Court Enjoins Labeling Designed to Make Shelf Stable Products Appear Fresh

In Fresh Del Monte Produce Inc. v. Del Monte Foods Co., Southern District of New York Judge Sidney H. Stein enjoined Del Monte Corp. from mislabeling products in a fashion designed to suggest that they contain fresh fruit when in fact the products do not.  The injunction comes approximately one year after a jury awarded $13 million to competitor Fresh Del Monte Produce Inc. – a company that in 1989 Del Monte spun off – in a trademark and false advertising case.

In particular, the court found that labeling food “Must be Refrigerated” when it was in fact “shelf stable” misled consumers as did putting deceptive expiration dates on foods.  Stores with existing stocks of offending products were ordered not to sell them under refrigeration.  Del Monte was also prohibited from pasteurizing products or adding preservatives without so indicating on the products’ labels.

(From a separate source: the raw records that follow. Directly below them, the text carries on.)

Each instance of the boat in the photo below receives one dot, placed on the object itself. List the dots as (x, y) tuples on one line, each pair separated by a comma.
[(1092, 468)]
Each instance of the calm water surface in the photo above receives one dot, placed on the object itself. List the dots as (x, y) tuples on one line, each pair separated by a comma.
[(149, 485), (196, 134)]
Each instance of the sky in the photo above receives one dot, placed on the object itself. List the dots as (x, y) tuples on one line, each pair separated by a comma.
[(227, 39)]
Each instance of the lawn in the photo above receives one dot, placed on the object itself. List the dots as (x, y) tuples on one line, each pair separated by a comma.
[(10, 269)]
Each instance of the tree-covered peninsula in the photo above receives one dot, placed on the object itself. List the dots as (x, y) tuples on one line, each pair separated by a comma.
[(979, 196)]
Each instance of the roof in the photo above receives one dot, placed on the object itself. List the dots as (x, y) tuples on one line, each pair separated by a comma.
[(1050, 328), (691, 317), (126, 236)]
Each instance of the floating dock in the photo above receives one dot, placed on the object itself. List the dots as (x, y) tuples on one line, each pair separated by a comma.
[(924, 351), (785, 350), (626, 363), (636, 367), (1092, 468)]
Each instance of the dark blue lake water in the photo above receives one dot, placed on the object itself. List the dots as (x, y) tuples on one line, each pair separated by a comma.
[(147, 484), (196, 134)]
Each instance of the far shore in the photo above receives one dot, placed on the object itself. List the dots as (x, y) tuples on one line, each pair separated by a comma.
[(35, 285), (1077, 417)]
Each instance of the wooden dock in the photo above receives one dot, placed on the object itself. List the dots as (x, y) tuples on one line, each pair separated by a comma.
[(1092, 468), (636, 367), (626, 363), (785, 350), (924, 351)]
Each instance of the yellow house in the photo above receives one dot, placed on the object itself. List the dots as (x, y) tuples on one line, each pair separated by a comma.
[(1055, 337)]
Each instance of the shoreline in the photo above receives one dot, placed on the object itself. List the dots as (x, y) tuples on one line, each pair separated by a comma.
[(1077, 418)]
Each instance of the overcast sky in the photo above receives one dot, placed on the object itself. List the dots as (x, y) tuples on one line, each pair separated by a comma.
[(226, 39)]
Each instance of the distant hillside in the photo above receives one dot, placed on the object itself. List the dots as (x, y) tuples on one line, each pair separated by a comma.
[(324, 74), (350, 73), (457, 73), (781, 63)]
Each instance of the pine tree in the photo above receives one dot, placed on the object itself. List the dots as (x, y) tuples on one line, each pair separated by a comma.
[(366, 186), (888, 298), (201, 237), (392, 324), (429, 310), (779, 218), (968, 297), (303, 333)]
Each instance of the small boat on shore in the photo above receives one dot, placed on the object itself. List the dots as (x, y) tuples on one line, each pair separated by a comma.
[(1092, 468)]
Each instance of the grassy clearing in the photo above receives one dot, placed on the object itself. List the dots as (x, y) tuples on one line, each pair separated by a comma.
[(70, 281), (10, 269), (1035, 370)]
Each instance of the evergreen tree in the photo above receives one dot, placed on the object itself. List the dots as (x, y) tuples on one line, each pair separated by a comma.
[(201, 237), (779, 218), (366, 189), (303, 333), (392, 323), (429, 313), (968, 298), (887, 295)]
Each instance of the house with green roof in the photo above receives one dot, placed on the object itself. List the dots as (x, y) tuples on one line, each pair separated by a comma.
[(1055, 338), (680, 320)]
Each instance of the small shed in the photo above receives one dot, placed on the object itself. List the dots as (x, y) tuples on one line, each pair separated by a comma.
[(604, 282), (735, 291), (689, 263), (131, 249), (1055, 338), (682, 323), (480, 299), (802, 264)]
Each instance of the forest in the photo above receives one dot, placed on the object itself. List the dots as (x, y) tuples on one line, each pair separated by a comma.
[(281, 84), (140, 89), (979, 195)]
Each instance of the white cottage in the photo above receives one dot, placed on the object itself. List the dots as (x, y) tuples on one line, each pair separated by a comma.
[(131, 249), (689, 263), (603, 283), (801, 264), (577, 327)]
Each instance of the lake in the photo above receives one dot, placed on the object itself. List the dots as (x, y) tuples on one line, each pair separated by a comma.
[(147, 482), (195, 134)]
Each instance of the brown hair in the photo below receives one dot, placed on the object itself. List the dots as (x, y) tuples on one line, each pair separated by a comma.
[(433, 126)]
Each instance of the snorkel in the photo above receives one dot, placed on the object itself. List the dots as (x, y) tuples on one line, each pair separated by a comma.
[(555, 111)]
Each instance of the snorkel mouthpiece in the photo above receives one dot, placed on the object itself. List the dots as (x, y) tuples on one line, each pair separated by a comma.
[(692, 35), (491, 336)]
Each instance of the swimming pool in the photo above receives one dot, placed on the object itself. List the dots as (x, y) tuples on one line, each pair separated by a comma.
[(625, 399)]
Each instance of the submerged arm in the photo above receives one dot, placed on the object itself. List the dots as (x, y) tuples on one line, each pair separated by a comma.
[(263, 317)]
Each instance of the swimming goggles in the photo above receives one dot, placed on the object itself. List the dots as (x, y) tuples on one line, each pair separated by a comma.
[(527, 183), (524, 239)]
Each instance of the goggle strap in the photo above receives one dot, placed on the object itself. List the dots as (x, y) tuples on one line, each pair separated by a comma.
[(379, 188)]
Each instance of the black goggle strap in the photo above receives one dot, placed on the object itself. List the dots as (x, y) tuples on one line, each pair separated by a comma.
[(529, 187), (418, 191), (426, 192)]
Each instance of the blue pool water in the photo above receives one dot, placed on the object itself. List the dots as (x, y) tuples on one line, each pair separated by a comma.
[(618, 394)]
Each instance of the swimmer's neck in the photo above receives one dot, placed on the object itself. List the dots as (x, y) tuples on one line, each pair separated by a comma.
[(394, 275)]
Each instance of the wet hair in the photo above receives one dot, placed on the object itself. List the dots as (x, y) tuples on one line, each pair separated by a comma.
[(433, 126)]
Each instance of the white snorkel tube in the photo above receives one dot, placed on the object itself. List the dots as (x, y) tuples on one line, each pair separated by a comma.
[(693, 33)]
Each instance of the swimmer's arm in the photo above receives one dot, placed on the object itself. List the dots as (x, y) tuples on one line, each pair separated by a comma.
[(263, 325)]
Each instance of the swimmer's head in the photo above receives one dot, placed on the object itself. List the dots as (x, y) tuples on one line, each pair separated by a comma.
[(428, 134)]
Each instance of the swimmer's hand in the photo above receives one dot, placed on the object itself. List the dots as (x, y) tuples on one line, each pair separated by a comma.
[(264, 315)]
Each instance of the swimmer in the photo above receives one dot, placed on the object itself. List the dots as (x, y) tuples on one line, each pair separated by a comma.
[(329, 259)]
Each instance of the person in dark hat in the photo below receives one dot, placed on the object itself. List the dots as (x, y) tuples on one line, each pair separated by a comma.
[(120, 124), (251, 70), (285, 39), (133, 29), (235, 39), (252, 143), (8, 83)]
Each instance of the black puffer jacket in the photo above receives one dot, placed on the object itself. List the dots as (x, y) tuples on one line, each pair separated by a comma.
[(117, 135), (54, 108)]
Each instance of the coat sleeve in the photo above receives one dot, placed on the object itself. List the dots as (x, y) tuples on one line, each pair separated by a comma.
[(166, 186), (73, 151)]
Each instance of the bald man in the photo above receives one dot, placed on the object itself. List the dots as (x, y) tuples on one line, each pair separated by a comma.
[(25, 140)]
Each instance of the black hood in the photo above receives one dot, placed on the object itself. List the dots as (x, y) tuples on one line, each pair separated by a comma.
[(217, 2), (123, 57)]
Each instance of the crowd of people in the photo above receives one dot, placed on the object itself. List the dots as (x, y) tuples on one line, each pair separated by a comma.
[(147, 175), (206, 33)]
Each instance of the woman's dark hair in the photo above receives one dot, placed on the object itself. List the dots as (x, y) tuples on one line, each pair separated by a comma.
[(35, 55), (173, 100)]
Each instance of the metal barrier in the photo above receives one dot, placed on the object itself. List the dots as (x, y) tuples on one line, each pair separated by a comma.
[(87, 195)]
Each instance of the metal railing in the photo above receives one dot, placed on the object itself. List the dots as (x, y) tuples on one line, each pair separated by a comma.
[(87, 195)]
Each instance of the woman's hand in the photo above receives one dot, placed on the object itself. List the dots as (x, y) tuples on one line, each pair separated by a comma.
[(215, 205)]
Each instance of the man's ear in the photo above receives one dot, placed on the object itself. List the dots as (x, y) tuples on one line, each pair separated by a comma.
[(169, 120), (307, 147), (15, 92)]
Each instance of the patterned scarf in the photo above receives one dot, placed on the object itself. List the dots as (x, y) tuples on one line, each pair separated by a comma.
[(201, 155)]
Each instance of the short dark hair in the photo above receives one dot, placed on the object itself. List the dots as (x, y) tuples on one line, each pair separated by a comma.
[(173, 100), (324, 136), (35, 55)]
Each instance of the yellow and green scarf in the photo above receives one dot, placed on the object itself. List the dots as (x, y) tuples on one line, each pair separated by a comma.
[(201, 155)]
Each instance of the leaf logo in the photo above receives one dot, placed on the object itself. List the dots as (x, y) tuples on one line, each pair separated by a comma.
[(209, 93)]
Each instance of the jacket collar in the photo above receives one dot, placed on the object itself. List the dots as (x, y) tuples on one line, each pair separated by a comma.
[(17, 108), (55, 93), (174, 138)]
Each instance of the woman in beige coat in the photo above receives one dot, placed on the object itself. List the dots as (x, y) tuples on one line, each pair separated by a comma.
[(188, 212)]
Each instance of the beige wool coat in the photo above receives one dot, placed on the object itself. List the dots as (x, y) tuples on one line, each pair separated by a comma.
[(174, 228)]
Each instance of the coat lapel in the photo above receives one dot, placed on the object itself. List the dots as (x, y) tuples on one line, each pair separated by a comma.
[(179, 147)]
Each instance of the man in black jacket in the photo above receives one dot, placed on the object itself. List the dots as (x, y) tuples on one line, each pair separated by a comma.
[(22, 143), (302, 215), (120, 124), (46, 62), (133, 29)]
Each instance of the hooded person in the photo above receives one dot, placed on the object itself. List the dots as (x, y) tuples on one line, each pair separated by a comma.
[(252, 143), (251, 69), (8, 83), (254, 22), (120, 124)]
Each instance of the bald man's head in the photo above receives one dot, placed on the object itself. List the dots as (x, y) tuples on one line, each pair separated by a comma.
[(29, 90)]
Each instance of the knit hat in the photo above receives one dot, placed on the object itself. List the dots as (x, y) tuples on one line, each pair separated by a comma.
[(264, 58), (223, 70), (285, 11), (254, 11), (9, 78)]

Del Monte contended that the injunction was unnecessary because it had already stopped engaging in the offending practices that led to the jury verdict.  Judge Stein disagreed, because he believed that future violations could occur.  He based his decision on his conclusion that Del Monte’s violations were willful and that it did not stop its misleading practices until it had lost at trial.  The evidence, the court found, showed that Del Monte executives adopted a “what [they could] get away with” standard in misleading buyers about the freshness of their products.